We do not know how long Mary, Joseph and Jesus spent in Egypt. After a time they received word that Herod was dead. It was now safe for them to return home and they began the return journey. As they neared their home region they realised that Herod's replacement was as bad as Herod, and they settled instead in Nazareth.


These events make for anything but a safe Christmas story.  The entry of God into human history in Jesus, was as dramatic, and fraught with pain and agony, as the human history that preceeded and followed the event of the incarnation.


A few days ago I blogged T.S. Eliot's "Journey of the Magi".  Eliot clearly appreciates the reality beyond the contemporary 'peace and goodwill', 'tinsel and present' reduction of the Christmas event. As the Magi return home after their visit, Eliot has them ponder:

"...were we lead all that way for
Birth or Death? There was a Birth, certainly,

We had evidence and no doubt. I have seen birth and death,

But had thought they were different; this Birth was

Hard and bitter agony for us, like Death, our death.

We returned to our places, these Kingdoms,

But no longer at ease here, in the old dispensation,

With an alien people clutching their gods.

I should be glad of another death."



What is my point?

If we reduce the Christmas event to present celebration of family and friends and goodwill to strangers; If we give gifts simply because that is the done thing at Christmas; we will miss the point of God becoming real in the midst of our daily struggles, loneliness and pain. 

And the tragedy of this loss is that we are left as hopeless and helpless orphans for the rest of the year. Yes we have parents and children. We have friends and work, and business and property. But none of these occupations, possessions or relationships can consistently provide us with an adequate reason for living.

Our only constant and reliable justification is found in relationship with God.

So how can we enter this relationship more deeply?

An essential step is to become aware of the reality of our own lives. That is, we must realise that much of what we do and say is a futile attempt to meet our own needs and grasp at a mirage of meaning and satisfaction.

The reality of course is that despite polite outward appearances, every one of us lives with anxiety, tension and contradiction. As St.
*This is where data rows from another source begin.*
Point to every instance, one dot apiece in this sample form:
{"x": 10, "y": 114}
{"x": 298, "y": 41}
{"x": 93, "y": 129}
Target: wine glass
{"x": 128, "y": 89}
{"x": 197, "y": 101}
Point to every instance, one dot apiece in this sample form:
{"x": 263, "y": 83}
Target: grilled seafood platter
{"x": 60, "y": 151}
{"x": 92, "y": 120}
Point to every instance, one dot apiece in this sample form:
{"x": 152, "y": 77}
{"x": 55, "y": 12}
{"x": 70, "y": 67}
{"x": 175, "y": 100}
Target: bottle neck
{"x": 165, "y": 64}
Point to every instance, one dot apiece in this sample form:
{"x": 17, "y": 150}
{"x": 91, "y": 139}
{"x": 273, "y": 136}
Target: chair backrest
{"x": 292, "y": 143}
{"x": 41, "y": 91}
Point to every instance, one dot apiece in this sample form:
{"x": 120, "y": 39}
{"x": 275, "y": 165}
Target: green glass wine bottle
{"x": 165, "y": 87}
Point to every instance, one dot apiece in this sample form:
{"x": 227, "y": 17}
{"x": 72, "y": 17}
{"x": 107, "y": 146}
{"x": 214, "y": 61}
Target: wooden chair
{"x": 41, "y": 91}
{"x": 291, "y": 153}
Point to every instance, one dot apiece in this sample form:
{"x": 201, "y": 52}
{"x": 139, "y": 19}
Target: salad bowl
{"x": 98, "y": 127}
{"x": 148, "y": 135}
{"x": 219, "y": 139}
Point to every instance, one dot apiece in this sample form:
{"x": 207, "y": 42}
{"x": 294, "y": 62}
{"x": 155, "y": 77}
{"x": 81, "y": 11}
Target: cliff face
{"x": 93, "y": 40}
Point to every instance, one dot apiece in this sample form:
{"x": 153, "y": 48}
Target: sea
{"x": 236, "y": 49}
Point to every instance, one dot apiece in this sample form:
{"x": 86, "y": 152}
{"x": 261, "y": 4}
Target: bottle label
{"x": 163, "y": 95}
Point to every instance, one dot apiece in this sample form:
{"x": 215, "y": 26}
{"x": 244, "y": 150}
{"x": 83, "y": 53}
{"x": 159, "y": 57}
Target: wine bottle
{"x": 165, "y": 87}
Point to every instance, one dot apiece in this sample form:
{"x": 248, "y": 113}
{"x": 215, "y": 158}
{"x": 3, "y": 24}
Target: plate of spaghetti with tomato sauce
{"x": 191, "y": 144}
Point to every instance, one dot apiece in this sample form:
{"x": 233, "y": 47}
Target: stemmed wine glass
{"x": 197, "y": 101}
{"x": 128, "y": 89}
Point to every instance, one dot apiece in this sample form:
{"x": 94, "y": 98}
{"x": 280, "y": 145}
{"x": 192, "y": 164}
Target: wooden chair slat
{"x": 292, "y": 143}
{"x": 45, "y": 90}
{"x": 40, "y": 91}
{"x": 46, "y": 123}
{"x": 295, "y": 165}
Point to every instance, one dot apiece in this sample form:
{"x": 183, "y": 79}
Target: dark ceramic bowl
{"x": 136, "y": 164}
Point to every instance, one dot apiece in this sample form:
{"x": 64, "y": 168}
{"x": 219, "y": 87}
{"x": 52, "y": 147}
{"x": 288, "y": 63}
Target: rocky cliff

Paul admits 'at times I find myself doing the very things I do not want to do and not doing the things I do want to do'  (Romans 7:15)


If Christmas is just an old comfortable story, eating and drinking and giving gifts is the only method we have to (even momentarily) anaesthetize our tensions and anxieties. 
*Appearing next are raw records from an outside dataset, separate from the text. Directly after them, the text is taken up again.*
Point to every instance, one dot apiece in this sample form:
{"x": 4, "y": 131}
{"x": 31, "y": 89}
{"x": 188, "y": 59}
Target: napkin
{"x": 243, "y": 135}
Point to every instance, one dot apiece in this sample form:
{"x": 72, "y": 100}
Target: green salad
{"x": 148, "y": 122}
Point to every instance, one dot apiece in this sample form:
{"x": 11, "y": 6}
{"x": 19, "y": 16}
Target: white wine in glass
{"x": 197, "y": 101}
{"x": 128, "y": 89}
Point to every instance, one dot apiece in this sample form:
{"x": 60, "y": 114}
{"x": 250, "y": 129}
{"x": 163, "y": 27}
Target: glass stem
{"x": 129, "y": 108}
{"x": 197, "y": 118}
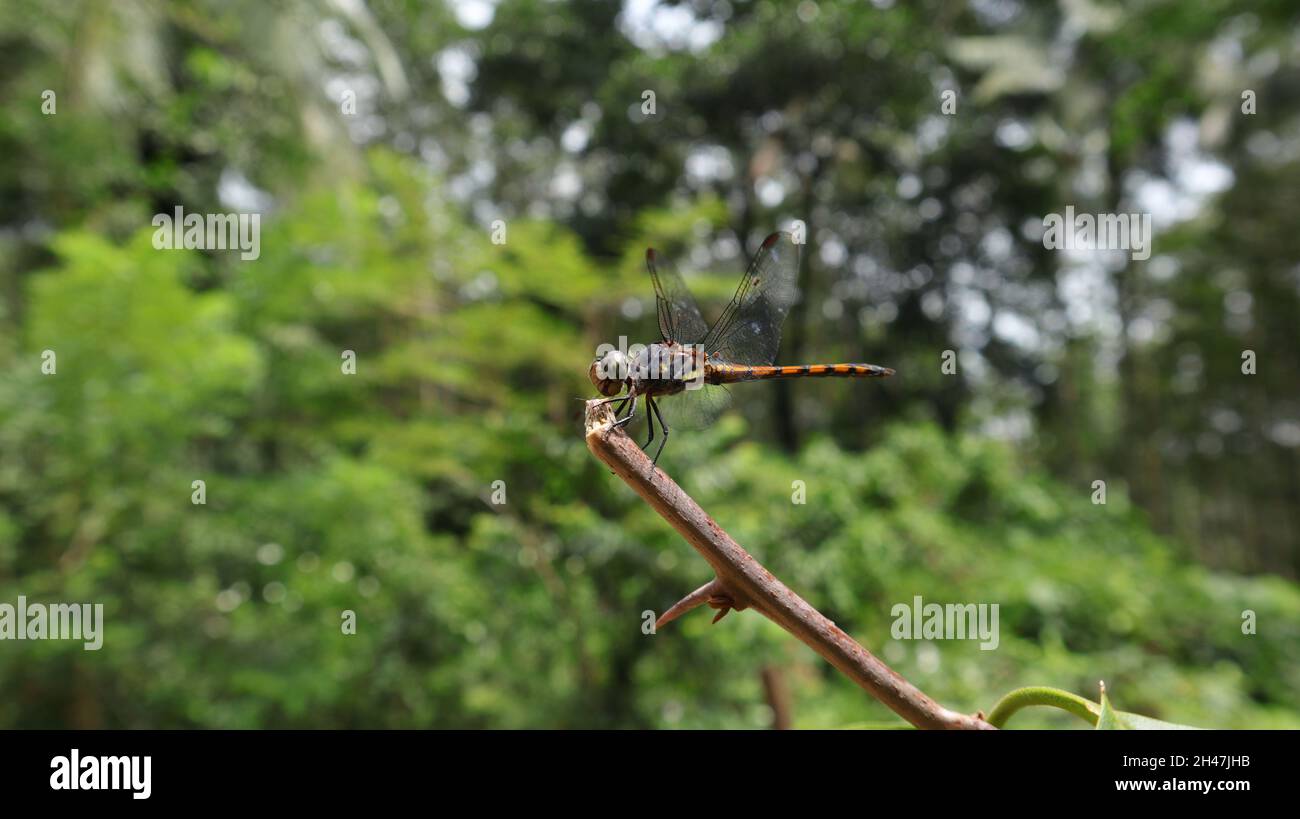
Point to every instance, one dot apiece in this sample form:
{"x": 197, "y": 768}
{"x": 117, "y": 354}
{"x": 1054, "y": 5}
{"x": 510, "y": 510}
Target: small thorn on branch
{"x": 694, "y": 599}
{"x": 713, "y": 593}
However, because we accept the birth of God in Jesus as reality, we have an effective method of living: by facing the reality that is every moment of life, and allowing God to reveal Himself in this unlikely reality. 


We choose this method when we name the ways in which we avoid the reality of our own uncomfortable, unwanted, and perhaps even undeserved  circumstances.


We practice this method whenever we realise that something is inconsistent when we feel horror at Herod's killing of 20 (approx) innocent children, yet we live comfortably with that fact that over 16.000 innocent children were 'legally' killed in New Zealand last year by abortion.


We live this life of God with us when we feel burdened by our personal situation and overwhelmed by our sin. It is this healthy human awareness that reveals our life ripe for encounter with God. 


It is such human weakness, fragility, and honest humility that is human life most resembling a stable.


And we know that (even with every other option available), that God chose a stable in which to Himself physically enter human reality.